Nancy had offered to have her come and live with them at Overflow as soon as she passed the board’s assessment, but Scarlett had said, ‘No, thank you.’ Three years earlier she had longed for Nancy to give her a home at Overflow. She had always assumed it had not been offered to her because Nancy and Michael didn’t want her as a full-time member of their family. It had hurt, a small kernel inside her every day, believing she had been rejected not just by her birth family, but by Nancy and Michael as well. Until the board finally did give their consent, she had no idea that consent had been necessary if she was to live elsewhere, or even visit anywhere for more than a few days at a time, and then, only with supervision.
But now she HAD a proper family, because having Jed as an adopted sister meant all Jed’s relatives became hers too.
‘Time to e
at popcorn in bed if I feel like it; time to have my own lipstick and MASCARA! Time to sleep in, if I want to . . .’
What if one day it’s possible to link prosthetic limbs to people’s brains and nerves? Scarlett thought, pausing with the suitcase handle in her hands. If a Mixmaster could move with electrical impulses, so could a leg. The human nervous system depended on electrical impulses, and muscles and tendons required electrical impulses to activate them too . . .
‘Hi, you,’ said Jed from the door. ‘I thought you’d be out the front, waiting.’
‘Sorry. I was dreaming.’ Scarlett shoved a dress into her suitcase and shut it.
‘I’ll carry it,’ offered Jed.
‘No, thanks.’ Scarlett had been carried to River View as a baby. She’d leave under her own steam. Helped, admittedly, by a special model wheelchair, but after four years the chair was almost a part of her.

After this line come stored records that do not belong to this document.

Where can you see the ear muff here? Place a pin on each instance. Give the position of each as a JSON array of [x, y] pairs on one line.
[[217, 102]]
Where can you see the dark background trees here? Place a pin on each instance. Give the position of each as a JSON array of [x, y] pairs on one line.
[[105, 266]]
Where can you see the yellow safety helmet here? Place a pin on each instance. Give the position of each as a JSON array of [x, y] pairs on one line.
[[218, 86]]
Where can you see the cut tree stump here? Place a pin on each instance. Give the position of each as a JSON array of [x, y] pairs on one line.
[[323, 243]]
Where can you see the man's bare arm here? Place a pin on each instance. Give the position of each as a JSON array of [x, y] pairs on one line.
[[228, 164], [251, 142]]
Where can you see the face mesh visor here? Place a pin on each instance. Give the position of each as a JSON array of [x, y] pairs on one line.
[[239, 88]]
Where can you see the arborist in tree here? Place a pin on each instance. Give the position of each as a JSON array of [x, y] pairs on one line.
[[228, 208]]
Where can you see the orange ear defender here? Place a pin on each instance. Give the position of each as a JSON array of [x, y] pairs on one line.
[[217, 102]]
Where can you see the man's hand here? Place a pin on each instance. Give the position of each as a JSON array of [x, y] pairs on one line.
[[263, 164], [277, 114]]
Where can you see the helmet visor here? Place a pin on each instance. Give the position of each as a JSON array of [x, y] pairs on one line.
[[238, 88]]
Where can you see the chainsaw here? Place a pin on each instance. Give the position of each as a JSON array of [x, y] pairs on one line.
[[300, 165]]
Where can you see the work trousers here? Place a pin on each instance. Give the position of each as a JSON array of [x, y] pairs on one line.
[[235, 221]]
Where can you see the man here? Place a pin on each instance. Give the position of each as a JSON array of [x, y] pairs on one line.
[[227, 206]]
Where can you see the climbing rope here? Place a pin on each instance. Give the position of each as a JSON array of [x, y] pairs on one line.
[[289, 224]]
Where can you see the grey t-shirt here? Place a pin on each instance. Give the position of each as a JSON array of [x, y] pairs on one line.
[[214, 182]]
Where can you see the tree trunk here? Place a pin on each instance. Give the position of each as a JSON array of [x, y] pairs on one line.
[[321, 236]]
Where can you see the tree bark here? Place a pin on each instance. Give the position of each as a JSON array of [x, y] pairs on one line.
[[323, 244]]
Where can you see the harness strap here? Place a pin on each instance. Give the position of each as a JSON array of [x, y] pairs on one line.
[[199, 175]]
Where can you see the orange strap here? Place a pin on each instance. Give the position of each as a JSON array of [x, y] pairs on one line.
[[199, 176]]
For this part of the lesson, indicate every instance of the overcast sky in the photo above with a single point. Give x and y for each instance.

Down the ramp for the last time as a resident, along the gravelled paths. She would never need to come to the residential section of River View again.
The River View gardens were strangely empty. She’d thought maybe Matron Clancy and her roommates would wave her off. No one even played wheelchair basketball in the quadrangle. The only person visible was a stranger in a white dress, waving pleasantly at her from the office door. Scarlett waved back.
Jed watched, smiling, as Scarlett opened Boadicea’s door, swung herself in, then collapsed the chair and, with only a slight effort, lifted first her suitcase and then the folded chair into the back and strapped them in.
‘Home, James, and don’t spare the horses,’ said Jed, and grinned at her as she switched on the engine.
Tears clustered in Scarlett’s throat. Because even if — even WHEN — Scarlett went to university, even if they both married, she and Jed would STILL be sisters, and Dribble would still be home.